They used three models in prediction and compares their results clearly. Also, they explained why the random forest model had a more precise result than the other two models.

Three areas for improvement:

Try more models. Now, the prediction result is far from used in the real life. More complicated models like deep learning models would be helpful.
Try different combinations of features. In the project, the authors used all cleaned features during training. How about trying different combinations of features and taking the average of these models' results as the final result.
Add a name for figures. It could help the reader know what the figure wants to show faster.

Peer Review - jc3472

In this project, the team is trying to predict whether a prisoner will commit crimes again after being released (the parole). The dataset comes from Github. The motivation of this project is to build a model that can help reduce the high recidivism rate in U.S.

What I like about this project:

The project has great societal importance. If successful, the project can help the government lower the budget on prisons and the crime rate.
The project has decent amount of data points.
The team also states some detailed questions to be answered besides the classification problem.

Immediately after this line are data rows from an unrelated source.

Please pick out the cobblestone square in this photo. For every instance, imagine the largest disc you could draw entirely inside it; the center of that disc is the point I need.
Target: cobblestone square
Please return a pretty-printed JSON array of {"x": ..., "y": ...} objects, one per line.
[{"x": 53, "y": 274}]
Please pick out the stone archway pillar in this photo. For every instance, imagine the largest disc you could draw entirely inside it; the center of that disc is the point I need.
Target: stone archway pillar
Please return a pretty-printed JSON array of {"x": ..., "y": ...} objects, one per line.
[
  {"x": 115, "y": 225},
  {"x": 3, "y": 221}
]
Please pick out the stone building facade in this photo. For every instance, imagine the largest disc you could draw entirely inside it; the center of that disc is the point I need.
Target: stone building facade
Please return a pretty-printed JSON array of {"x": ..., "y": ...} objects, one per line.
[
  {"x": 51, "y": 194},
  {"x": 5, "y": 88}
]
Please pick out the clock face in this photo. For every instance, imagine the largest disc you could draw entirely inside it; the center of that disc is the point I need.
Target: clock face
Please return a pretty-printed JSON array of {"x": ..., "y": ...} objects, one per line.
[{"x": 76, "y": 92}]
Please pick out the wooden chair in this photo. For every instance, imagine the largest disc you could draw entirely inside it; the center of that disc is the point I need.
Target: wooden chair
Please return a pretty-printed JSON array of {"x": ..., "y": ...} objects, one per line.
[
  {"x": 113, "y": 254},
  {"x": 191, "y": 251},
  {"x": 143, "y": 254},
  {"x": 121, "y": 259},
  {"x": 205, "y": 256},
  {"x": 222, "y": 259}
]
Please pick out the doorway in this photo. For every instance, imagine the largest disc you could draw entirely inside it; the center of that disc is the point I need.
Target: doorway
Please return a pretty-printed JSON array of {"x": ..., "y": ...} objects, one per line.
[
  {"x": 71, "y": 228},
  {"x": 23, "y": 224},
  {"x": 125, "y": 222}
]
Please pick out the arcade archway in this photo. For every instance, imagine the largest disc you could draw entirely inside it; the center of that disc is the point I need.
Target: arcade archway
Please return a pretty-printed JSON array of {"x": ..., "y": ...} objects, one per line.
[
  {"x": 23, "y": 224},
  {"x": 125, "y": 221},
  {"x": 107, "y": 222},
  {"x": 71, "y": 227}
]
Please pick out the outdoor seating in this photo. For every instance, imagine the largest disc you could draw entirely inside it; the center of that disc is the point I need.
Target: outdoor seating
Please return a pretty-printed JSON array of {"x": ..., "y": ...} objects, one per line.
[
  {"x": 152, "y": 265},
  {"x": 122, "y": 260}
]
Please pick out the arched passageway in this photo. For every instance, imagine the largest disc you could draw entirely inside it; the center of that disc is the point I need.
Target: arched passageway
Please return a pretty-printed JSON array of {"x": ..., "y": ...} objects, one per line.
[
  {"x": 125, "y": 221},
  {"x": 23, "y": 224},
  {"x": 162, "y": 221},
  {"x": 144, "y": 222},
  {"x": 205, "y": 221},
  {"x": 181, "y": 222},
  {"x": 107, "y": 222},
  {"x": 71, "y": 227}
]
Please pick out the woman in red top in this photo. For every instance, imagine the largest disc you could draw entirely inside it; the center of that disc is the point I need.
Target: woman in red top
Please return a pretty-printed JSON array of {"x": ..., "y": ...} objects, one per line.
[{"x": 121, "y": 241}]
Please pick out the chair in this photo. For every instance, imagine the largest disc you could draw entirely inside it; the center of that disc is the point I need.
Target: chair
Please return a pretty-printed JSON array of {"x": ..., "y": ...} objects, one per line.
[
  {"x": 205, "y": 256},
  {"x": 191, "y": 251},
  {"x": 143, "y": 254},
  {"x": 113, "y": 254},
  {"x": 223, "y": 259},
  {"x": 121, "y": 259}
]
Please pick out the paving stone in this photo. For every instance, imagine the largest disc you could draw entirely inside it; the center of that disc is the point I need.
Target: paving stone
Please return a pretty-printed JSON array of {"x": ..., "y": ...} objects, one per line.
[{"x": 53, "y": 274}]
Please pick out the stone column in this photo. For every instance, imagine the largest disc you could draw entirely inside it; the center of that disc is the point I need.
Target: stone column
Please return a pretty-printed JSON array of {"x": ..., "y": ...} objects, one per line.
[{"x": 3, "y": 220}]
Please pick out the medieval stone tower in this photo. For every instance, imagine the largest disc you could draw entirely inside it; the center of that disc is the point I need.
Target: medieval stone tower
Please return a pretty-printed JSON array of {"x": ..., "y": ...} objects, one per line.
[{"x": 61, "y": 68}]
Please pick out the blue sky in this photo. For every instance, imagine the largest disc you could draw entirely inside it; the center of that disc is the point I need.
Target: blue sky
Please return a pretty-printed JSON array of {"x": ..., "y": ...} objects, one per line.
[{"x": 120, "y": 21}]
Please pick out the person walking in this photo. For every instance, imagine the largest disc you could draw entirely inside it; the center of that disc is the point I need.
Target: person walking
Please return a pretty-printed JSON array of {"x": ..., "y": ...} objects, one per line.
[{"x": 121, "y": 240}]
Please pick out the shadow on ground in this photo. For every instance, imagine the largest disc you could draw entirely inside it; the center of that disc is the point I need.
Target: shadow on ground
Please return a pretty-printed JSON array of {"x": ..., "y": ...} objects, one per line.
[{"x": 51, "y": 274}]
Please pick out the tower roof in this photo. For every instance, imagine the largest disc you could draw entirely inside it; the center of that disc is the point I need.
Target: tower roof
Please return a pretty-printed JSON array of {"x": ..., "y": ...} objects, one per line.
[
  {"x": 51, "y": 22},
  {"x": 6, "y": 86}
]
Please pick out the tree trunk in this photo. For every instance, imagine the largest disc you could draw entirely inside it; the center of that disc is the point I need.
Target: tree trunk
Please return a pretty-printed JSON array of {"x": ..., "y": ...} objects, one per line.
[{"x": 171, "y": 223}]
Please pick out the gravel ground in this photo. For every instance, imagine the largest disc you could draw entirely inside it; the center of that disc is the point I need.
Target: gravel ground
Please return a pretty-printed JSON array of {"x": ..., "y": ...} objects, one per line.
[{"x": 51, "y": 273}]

What may need improvement:

The team did not state details on the origin of the dataset (e.g., who collects the data?). Understanding the origin of the data helps us know the quality of the data.
The team did not state details about the types of the features (numerical? Set? Text?).
Certain acronym needs to be explained. E.g., what is COMPAS score? Why is it useful? Why is it important for your project?

Peer review yp387

Peer review
Who is ready to leave?

The project is developed to help the prison to find which prisoners will be allowed to leave as they are relatively low-risk. Another goal of the project is to check whether the current COMPAS (Correctional Offender Management Profiling for Alternative Sanctions) system has a huge bias towards people of color and minorities. The project uses three datasets with each prisoners’ demographic (sex, race, age and etc.), criminal history, jail, prison time, and COMPAS risk scores from Broward County. The research and analysis result of the model in the project can be considered as reasonable and reliable data to both support the prisons’ work and judge the COMPAS.

Three advantages:
(1) Preprocess the dataset well. In this project, they not only remove the invalid values, like “null”, but also drop some samples that can’t be considered as the COMPAS cases and unrelated features. A clear and reliable dataset is necessary for an accurate model.

(2) Select some features for the first few analyses rather than apply all features. Feature selection is helpful at the beginning of the training since you have no idea which features affect more and which less. Too many features may attribute to the model overfitting and it takes a long time to train with so many features.

(3) Use quantity results to prove that there exists a bias in the COMPAS algorithm. In the report, they adapt the FN and FP rate of the COMPAS algorithm to check whether the COMPAS system has a huge bias towards people of color and minorities. This is compelling and direct proof.

Three areas for improvement:
(1) Split the dataset for training and test. Training with a large number of samples is time-consuming and has a higher probability of overfitting. Why not random sample some data points as a test dataset to validate the model after training.
(2) Try different combinations of features. In the project, ten features are selected to train the model, but other features may also influence the predicted result.
(3) Four histograms can be merged into one. It’s easier to compare the result between different races when they are plotted in one chart with the same coordinate system.

Peer review

The project trains a model by analyzing criminal history data to determine the likelihood of criminal defendants becoming habitual offenders. It also makes recommendations to determine who can be released on parole.

This is an interesting project. It has a very clear structure and a specific data cleaning process. It also does a good job in data visualization. Different data charts strongly support their analysis process. It is also effective from multiple features Increased the robustness of the model.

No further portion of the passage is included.